TW: Yeah, it took its toll. But, at the same time, when I would be out there [visiting Larry on the road], we’d sit in the back of the bus after shows and play music, and Dylan’s manager said, “You guys oughta be making pay off what you have.” I’m not sure it really occurred to us before this. I kinda felt icky about a husband-and-wife team, for some reason. I grew up in the cotton patch — literally, working in the cotton patch. And it felt like [a creative life] was some other cast of people that did that thing out in the world.
Right, it’s such a big thing to think, let alone achieve.
TW: Yeah, like you can’t get too big for your britches. I hate to admit that, as I feel like a strong female.
What’s so interesting about both of your stories is, you didn’t set out looking for this, but you found it together. I love that circularity, that life could bring you what you needed.
LC: When Teresa and I made our first record, and it was starting to kick in that we were going to do this project — this Larry & Teresa thing — I had this feeling that just doing it makes it a success. We’re not going to be JAY-Z and Beyoncé. That’s okay.
“My Sweetie Went Away” and “Slidin’ Delta” are such fun songs because they stretch the bounds of what you do in more regional ways. I know, Teresa, you grew up in Western Tennessee, and you’ve both been in upstate New York. Is there a region that you feel most drawn to, musically?
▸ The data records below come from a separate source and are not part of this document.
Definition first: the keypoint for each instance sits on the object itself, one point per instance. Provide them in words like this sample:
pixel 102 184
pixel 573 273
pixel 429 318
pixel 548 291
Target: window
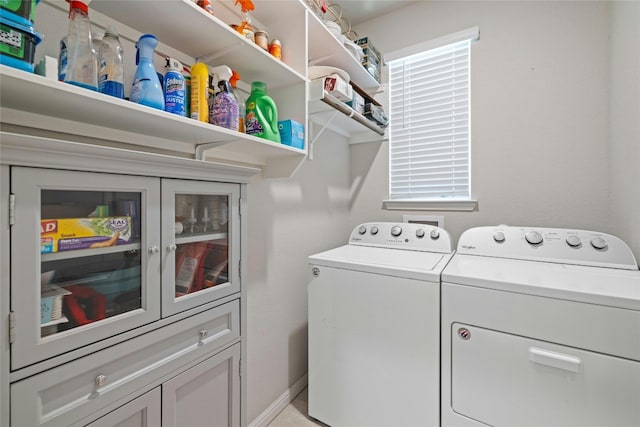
pixel 429 114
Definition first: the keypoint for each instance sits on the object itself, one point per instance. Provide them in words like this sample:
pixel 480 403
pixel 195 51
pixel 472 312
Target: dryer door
pixel 507 380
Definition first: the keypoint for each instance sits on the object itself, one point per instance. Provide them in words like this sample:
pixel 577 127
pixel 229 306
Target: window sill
pixel 430 205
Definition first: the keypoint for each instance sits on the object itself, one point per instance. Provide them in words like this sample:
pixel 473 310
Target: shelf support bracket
pixel 317 135
pixel 201 148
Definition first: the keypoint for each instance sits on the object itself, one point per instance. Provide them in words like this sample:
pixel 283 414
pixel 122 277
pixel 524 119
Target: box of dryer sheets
pixel 357 103
pixel 291 133
pixel 65 234
pixel 338 87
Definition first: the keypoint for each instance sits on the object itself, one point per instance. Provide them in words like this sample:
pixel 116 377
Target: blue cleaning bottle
pixel 146 88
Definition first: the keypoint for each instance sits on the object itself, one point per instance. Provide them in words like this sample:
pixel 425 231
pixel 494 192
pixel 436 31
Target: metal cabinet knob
pixel 101 380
TW: I realized, on stage some nights, that almost all the songs we’re singing — except the ones Larry wrote — are the ones from Tennessee. Larry was in New York, going to hear all these world famous artists, these rock ‘n’ roll artists and bluegrass artists passing through New York City. He had a friend who was getting him into the Fillmore East when he was 12. I’m so jealous! I’ll joke; I’ll say, “We weren’t getting that. They weren’t coming through the cotton patch.” But we were getting the music from the dirt, I like to think.
The people that Larry was hearing in New York, they were recirculating our music back to us. We’re technically in the Delta, where I’m from. We’re on the edge of it, so it’s kind of inevitable that Larry and I … I felt like the dirt met the city. His sensibility is from down there, too, obviously. He spent a couple of years down in Jackson, Mississippi, which is the only reason I thought it was okay to marry him. If he hadn’t spent that time, the cultural divide would’ve been too big.
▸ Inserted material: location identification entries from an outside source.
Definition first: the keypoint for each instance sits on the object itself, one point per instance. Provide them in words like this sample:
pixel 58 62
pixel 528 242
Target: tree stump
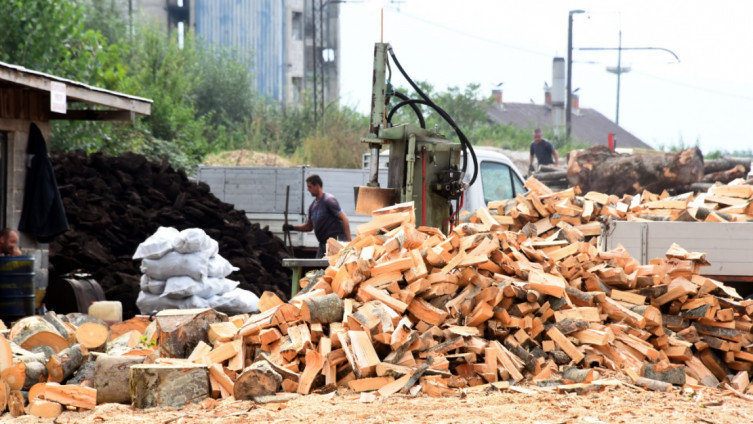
pixel 62 365
pixel 258 379
pixel 180 330
pixel 598 169
pixel 168 385
pixel 111 378
pixel 322 309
It all feeds into the title: Contraband Love.
LC: Yeah. And what Teresa’s saying about the groups I was seeing in New York — Jefferson Airplane and Grateful Dead and Cream and Jimi Hendrix — all these bands, they had mixed with the cutting edge of rock ‘n’ roll in those days. But beneath that, rock ‘n’ roll did grow out of the South. It came out of all those influences: the country music, the gospel music, the bluegrass music, the old-time music, and the blues of the South. And I was always attracted to the distillation of rock ‘n’ roll. When I was growing up and I would hear someone like Doc Watson and Bill Monroe or Robert Johnson or Muddy Waters, that stuff would ring a bell in me even more than the rock ‘n’ roll I was seeing constantly.
TW: It was like the roots. And the bluegrass, too. Where I was located, we had the blues. We were getting the music coming up from Muscle Shoals. I’m right in the middle of all of that. We’d come in from the fields on Saturday, and we’d listen to Lester Flatt and Earl Scruggs — they had their Saturday evening show. And then daddy was playing this stuff in the living room after supper, and that’s how I learned. I wouldn’t even have to go to school: I’m doing what I learned at my parents’ feet.